The Brussels Broadcasting Corporation
Daily blogger PETER RHODES on a ticking-off from Auntie, a curious case of "rape" and the man who drowned in Guinness.
A REPORT reveals the vast majority of police forces are unable to investigate cyber-crime. To be fair, they're not very good at investigating ordinary crime either. It is estimated that about three out of every four reported crimes are never solved. Mind how you go.
THE quest for fruit and vegetable substitutes continues. A reader emails: "If I put an Orange SIM in my Apple phone, does this count as one or two portions?"

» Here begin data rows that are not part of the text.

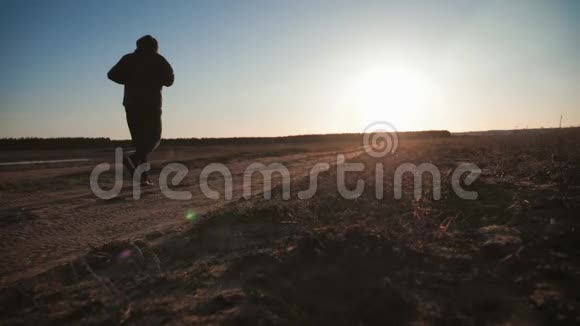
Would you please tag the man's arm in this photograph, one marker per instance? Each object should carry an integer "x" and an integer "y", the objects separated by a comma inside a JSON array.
[
  {"x": 167, "y": 76},
  {"x": 118, "y": 73}
]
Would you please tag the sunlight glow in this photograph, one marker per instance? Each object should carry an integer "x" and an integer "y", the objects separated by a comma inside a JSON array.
[{"x": 396, "y": 94}]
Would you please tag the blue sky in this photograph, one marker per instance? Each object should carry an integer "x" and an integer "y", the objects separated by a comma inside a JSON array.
[{"x": 266, "y": 68}]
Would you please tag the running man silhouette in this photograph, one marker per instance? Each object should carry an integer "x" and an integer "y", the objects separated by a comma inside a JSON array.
[{"x": 143, "y": 73}]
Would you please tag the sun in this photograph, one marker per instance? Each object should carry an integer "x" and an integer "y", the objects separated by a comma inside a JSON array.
[{"x": 395, "y": 94}]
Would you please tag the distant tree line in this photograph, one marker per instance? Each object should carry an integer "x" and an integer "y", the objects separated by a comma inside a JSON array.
[{"x": 102, "y": 142}]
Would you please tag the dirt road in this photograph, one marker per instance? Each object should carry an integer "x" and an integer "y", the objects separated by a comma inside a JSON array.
[{"x": 49, "y": 215}]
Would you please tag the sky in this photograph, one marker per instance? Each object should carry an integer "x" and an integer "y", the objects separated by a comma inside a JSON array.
[{"x": 274, "y": 68}]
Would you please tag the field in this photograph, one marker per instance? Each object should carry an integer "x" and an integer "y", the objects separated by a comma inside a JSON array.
[{"x": 510, "y": 257}]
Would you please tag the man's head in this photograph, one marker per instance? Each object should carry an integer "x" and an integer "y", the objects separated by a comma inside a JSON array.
[{"x": 147, "y": 43}]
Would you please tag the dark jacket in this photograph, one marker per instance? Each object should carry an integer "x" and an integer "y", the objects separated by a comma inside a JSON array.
[{"x": 143, "y": 72}]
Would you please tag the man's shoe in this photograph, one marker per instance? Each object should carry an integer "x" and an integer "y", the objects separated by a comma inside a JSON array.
[{"x": 129, "y": 164}]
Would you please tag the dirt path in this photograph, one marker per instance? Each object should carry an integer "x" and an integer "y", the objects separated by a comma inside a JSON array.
[{"x": 58, "y": 218}]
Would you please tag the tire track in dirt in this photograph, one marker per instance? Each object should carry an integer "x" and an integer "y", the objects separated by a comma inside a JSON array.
[{"x": 70, "y": 222}]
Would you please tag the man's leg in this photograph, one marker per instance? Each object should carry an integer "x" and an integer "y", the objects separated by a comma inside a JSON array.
[
  {"x": 135, "y": 128},
  {"x": 151, "y": 132},
  {"x": 151, "y": 137}
]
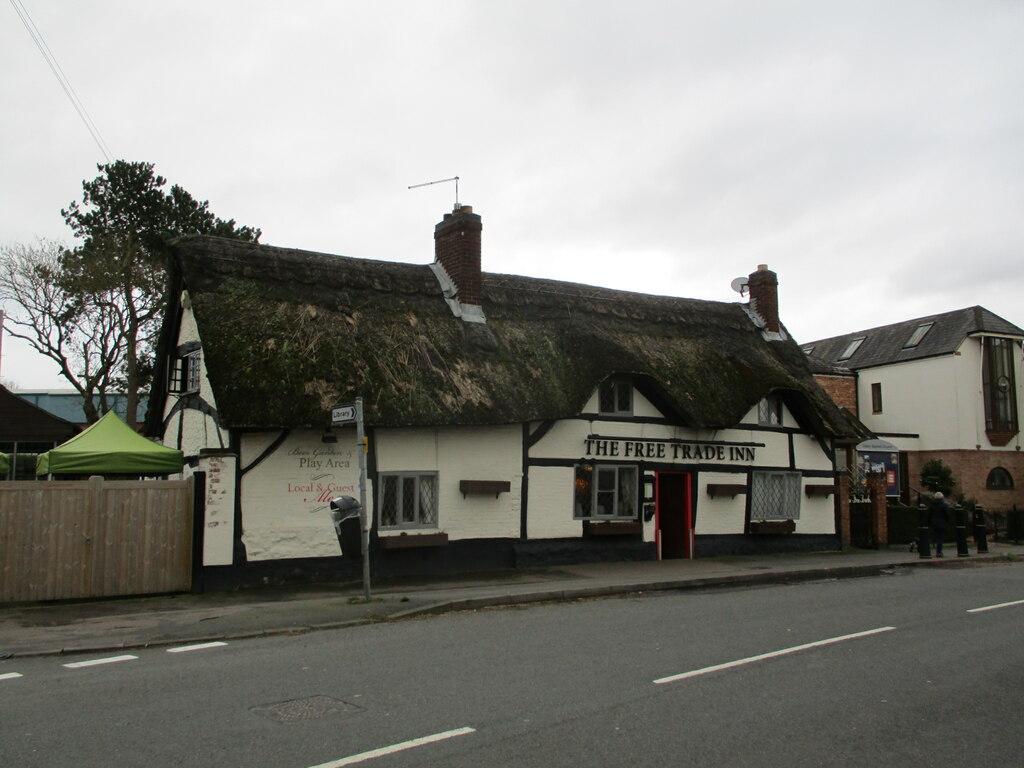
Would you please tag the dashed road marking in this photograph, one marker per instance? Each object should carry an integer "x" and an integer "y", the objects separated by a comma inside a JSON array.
[
  {"x": 351, "y": 760},
  {"x": 993, "y": 607},
  {"x": 198, "y": 646},
  {"x": 97, "y": 662},
  {"x": 772, "y": 654}
]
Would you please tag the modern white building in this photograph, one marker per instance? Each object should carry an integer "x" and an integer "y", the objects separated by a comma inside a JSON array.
[
  {"x": 510, "y": 421},
  {"x": 947, "y": 387}
]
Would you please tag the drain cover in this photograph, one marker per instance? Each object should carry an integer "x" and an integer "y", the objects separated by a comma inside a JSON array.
[{"x": 298, "y": 710}]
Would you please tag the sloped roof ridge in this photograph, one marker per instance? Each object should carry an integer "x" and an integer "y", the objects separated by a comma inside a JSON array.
[{"x": 980, "y": 320}]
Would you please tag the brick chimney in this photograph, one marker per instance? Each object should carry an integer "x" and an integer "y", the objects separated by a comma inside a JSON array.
[
  {"x": 763, "y": 286},
  {"x": 457, "y": 250}
]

THERE is probably no imminent threat to British car number plates. But tucked away in new legislation are suggestions that the European Commission should consider putting ID tags on number plates and having number plates in common colours. Given the track record of the ever-expanding EU, that's enough to set alarm bells ringing, leading to last week's headlines such as: "Plot to axe OUR British number plates" (Daily Express). But if the tabloids are overstressing the threat, consider the reaction from the BBC. Its Brussels correspondent rubbishes newspaper reports with a haughty: "EU officials say that's simply not the case/" He adds: "The Leveson report on the British press talked about how 'there is certainly clear evidence of misreporting on European issues,' and that there must not be 'deliberate or careless misrepresentation of facts.'" What a strange and menacing thing to write. Last week we heard how one of Maria Miller's minions tried to warn the Daily Telegraph off the expenses story. Now, the BBC issues its own little threat to the Press on behalf of the European Union. BBC = the Brussels Broadcasting Corporation.
THE COALITION announced its immigration target as "tens of thousands, rather than hundreds of thousands" and has missed it. Labour's cunning plan, announced by Yvette Cooper (Mrs Ed Balls) is no overall migration targets. Brilliant. What a vote-winner.
DIDN'T it strike you, right at the start of Nigel Evans's trial, that there was something a bit odd about the charge of "rape" against him? The alleged victim said he got into bed with the MP after a dinner party. Because of Evans's behaviour he "got out a number of times to hide in the bathroom." But he kept returning to the bed. I was reminded of Dave Allen's tale about the brewery worker who drowned in a vat of Guinness. The drowning took hours because he kept climbing out to go to the loo.
INEVITABLY, the Crown Prosecution Service is taking flak after the not-guilty verdicts against Evans and other public figures charged with sex offences. And yet the CPS and the cops are in a hopeless situation. If you prosecute someone famous you're accused of a witch-hunt. If you don't prosecute someone famous you're accused of favouritism. No-win.
OVER recent years television companies have specialised in producing over-long programmes. You know the sort of thing. They have 20 minutes' worth of material and spin it out to an hour. You might assume there is too much broadcasting time and not enough material to fill it. And then along comes W1A (BBC2), the sharpest and smartest comedy of the year so far. And what does it get? A paltry run of four episodes, each of only half an hour. Didn't you just want it to go on and on?
THE Sunday Times TV critic A A Gill, a worshipper of London and all its works, said he couldn't imagine people living outside the capital being able to understand the media-based metropolitan humour of W1A. Actually, Mr Gill, squatting in our mud huts and wigwams on that blasted heath outside the M25, we did get most of the jokes (although naturally we needed some help with the bigger words).